[Dirk Meerman]
MEERMAN (Dirk), zoon van Gerrit Franszen Meerman en Agneta van Santen, den 12 Febr. 1567 te Delft geboren, bekleedde in zijn geboortestad verschillende betrekkingen en o.a. die van schepen, raad en burgemeester, en werd in 1602 bewindhebber der O.I. Compagnie ter kamer van Delft. In 1713 zonden hem de Algemeene Staten met Reinier Pauw, Jacob Boreel en Hugo de Groot naar Engeland, ter vereffening van geschillen in Oost-Indië en over het berooven der Hollandsche walvischvangers door de Engelschen, die alleen regt meenden te hebben tot het bevisschen der afgelegen Noordsche gewesten.

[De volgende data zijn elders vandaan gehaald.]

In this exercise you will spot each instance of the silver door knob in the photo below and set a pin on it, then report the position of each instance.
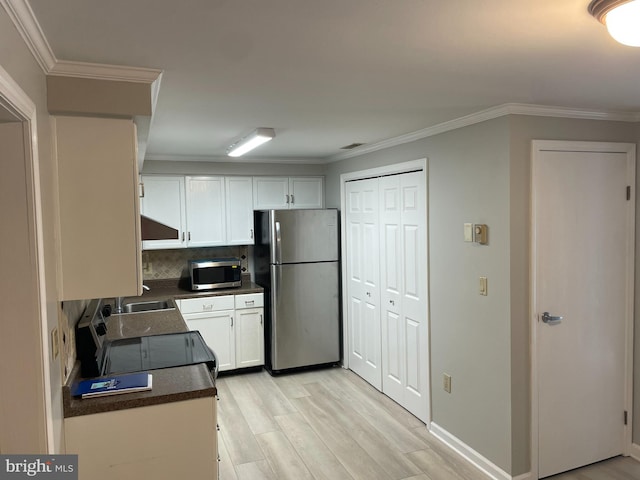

Dit gezantschap kweet zich voortreffelijk van zijn last, de geschillen werden vereffend, doch de schade den walvischvangers toegebragt, schijnen de Engelschen niet te hebben willen vergoeden, weshalve de Algemeene Staten de Noordsche Maatschappij beval zich van geschut en krijgsbehoeften te voorzien, 't geen het gevolg had, dat hunne walvischvangers in 1617, wederom door de Engelschen aangevallen zijnde, een Engelsch schip veroverden en herwaarts bragten. Tot lid van 't collegie der Gecommitteerde raden benoemd, maakte hij zich verdienstelijk in het binnenlandsch bestuur. Daar hij tot de partij der Remonstranten behoorde, werd hij met vele regenten in 1618 afgezet, doch in 1626, na Maurits dood, geraakte hij wederom op het kussen en bekleedde verschillende bedieningen tot zijn dood in Aug. 1631. Hij verkreeg zelfs veel invloed, en werd in een onderschepten brief van Reigersbergh aan de Groot ‘de man van credentie’ genoemd. Hij huwde 4 April 1589 zijn nicht Clara Meerman, die hem een zoon Frans Dirkse naliet.
Meerman was een der vertrouwdste vrienden van de Groot en behoorde tot dat achtingswaardige soort die het vooral in den nood zijn. Toen door onderscheidene vreemde mogendheden bij Grotius aanzoek gedaan werd, om zich in hare dienst te begeven, was het aanbod van Denemarken bepaaldelijk van belang, en kwam te meer in aanmerking, daar de Groot er zelf ernstig over dacht. Hierop reisde Maria van Reigersbergh naar Holland, om met de vrienden van haren man en bepaaldelijk met Meerman raad te plegen, op wiens aanraden dan ook het aanbod werd van de hand gewezen. Ter herinnering aan de vriendschap der beide mannen, droeg Toussaint Woordhouder, in 1805 zijne Monumenta fugae Grotianae aan zijn afstammeling, Johan Meerman, op.